A major reason for XBRL's growth is that securities regulators are starting to encourage publicly traded companies to use it. The Canadian Securities Administrators, an umbrella group made up of provincial and territorial securities commissions, launched a voluntary XBRL filing program last May. Public companies can now file financial statements in the format along with their official filings.
Yet few have done so. Just two companies have submitted XBRL filings so far, McInnis says: Newstrike Resources and U308 Corp., both based in Toronto. TNT Filings Inc., another Toronto-based company, helped prepare both the XBRL submissions. Wasim Thaha, TNT's director of business development, says the initial filing in each case took about four hours of extra work, including about an hour and a half for each company's CFO to review the statements. Subsequent filings are easier, he says, requiring only 45 minutes to an hour to add XBRL coding. Nevertheless, says McInnis, "we're certainly still in the stage of trying to encourage participation in the program."

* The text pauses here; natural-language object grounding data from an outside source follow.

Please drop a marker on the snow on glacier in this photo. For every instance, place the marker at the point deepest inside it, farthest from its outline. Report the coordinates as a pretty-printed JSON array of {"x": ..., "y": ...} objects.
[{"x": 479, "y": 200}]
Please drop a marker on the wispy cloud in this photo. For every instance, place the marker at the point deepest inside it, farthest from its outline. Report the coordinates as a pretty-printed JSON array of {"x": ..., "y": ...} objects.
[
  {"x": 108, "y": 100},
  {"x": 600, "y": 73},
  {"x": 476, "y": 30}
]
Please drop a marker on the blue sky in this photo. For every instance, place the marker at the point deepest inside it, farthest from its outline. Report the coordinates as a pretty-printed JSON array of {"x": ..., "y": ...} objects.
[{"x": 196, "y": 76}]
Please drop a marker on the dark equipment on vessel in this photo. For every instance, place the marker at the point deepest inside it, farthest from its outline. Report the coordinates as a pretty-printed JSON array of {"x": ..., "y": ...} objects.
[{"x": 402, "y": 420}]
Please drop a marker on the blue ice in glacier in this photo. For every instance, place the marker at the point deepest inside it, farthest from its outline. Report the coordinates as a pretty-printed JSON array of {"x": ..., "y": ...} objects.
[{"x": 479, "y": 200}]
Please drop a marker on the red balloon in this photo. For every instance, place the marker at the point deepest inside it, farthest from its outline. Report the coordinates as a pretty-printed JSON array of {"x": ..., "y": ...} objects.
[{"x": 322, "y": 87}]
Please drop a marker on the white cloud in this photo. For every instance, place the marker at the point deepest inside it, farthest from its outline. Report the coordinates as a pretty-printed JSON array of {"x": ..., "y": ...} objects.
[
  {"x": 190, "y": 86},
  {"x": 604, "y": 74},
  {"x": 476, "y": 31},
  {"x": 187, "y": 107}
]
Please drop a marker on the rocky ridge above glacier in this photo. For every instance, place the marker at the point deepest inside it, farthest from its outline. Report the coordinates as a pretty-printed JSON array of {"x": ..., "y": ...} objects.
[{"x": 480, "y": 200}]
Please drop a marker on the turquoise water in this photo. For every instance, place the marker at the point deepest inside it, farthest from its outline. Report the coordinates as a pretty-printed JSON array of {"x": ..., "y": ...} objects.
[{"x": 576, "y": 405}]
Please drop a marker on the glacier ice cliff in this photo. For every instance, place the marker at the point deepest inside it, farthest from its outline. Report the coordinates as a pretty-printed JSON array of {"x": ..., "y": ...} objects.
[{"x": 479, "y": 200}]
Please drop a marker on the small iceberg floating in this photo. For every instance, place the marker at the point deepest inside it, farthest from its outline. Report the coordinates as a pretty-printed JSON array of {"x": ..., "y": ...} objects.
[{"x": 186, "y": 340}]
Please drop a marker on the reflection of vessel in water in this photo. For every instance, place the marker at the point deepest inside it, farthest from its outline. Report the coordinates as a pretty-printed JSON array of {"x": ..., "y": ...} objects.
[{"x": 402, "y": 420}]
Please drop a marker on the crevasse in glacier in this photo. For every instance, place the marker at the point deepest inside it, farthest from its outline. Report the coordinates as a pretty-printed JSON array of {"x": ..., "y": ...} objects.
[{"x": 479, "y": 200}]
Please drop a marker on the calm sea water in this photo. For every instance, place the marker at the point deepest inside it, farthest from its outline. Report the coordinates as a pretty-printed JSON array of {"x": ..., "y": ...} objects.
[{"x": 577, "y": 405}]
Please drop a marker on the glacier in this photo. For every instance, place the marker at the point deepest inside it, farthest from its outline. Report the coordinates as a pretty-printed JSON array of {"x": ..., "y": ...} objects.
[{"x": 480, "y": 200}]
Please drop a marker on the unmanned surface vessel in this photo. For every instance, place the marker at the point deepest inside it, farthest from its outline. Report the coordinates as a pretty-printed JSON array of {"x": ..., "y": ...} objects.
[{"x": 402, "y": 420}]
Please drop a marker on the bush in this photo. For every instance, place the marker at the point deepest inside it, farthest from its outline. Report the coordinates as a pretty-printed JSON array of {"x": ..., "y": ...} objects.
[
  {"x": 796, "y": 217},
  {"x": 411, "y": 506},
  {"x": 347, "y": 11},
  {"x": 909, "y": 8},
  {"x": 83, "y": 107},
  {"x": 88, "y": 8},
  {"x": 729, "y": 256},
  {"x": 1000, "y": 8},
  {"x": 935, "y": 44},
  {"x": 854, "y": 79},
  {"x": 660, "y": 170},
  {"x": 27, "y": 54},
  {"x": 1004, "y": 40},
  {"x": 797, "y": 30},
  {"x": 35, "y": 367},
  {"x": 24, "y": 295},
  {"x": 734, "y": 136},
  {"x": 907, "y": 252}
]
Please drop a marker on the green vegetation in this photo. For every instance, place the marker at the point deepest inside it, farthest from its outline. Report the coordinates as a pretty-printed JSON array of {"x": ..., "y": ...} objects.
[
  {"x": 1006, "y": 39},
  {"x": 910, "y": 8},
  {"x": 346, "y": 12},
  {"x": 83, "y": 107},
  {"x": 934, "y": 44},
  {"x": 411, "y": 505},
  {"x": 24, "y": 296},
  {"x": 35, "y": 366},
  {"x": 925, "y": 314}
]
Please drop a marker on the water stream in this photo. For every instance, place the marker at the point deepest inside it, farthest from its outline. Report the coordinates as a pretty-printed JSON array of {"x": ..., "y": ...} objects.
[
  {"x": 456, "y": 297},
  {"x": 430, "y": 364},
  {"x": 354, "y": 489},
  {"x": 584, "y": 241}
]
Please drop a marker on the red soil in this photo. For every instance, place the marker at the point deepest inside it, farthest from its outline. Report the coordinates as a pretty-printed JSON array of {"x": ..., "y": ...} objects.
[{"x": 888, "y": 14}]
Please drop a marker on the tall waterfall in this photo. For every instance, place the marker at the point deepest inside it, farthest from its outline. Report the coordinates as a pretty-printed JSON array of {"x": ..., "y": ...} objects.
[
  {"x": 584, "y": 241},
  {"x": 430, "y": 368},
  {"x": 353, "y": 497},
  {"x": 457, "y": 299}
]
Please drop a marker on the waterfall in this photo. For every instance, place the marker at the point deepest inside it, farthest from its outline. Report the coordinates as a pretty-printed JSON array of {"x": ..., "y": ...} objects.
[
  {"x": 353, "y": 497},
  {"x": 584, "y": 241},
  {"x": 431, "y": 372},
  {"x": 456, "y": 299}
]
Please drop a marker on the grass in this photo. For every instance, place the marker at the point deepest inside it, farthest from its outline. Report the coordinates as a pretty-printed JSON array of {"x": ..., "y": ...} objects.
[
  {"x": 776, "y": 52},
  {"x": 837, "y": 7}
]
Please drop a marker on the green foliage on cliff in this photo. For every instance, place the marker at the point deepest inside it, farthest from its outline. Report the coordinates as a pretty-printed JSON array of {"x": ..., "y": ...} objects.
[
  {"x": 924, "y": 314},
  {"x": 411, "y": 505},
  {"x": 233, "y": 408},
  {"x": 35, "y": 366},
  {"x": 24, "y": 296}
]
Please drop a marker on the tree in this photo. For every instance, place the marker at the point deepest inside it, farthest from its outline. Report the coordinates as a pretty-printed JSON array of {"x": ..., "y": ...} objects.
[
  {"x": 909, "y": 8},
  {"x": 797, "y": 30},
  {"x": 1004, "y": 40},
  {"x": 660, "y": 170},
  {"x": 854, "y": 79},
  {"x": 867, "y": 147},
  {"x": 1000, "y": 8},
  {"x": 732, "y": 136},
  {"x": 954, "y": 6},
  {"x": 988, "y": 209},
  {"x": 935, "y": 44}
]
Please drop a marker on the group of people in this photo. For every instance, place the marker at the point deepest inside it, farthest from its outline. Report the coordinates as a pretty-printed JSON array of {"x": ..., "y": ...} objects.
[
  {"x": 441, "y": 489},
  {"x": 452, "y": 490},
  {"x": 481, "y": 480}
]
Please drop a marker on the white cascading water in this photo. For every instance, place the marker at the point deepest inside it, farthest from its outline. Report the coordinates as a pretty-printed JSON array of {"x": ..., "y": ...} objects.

The U.S. is a bit further ahead. The Securities and Exchange Commission started a voluntary XBRL filing program in 2005, and 60 companies are participating today, McInnis says. Last October, the SEC named a director of interactive disclosure to an office that will promote XBRL reporting. In February, the SEC received a report from a new advisory committee studying how to improve financial reporting. The study made three recommendations:
>that the 500 largest U.S. public companies be required to file using XBRL starting next year;
>that all companies with outstanding shares worth more than $700 million be required to do so by 2010;
>and that the SEC then consider whether to extend the mandate further.
Bowne & Co., which supplies software that creates and reads XBRL filings, was the first public company in the U.S. to submit its filings to the SEC using the format. Rob Blake, Bowne's senior director of interactive services, says that some people fear that XBRL will be costly and time-consuming. "The accounting and finance folks are very busy, and here comes something new that they have to look at," he says. But while he does acknowledge that there will be some disruption, he doesn't think it will be as hard as people expect. It took Bowne less than 40 hours of work to prepare its first set of statements using XBRL, and since then it has taken only about two extra hours of work to format the documents.
Plenty of services are popping up to help ease the transition. Financial services firms EDGAR Online of New York and RR Donnelley of Chicago have teamed up to produce XBRL filings for public companies. There's also software availablesome of it freeto help accountants insert XBRL tags into existing documents (see "Take the easy route").
Still, implementing XBRL will take some work, and that's a key reason it has been slow to catch on, say Deloitte's Stewart. Since XBRL was created, the financial world has been through a recession, the terrorist attacks of 2001 and the introduction of new compliance legislation like the Sarbanes-Oxley Act. "For no bad reason to do with XBRL, people have kind of put it on the back burner," says Stewart. Now, even if another recession is on the horizon, XBRL is "far enough advanced that it won't be derailed."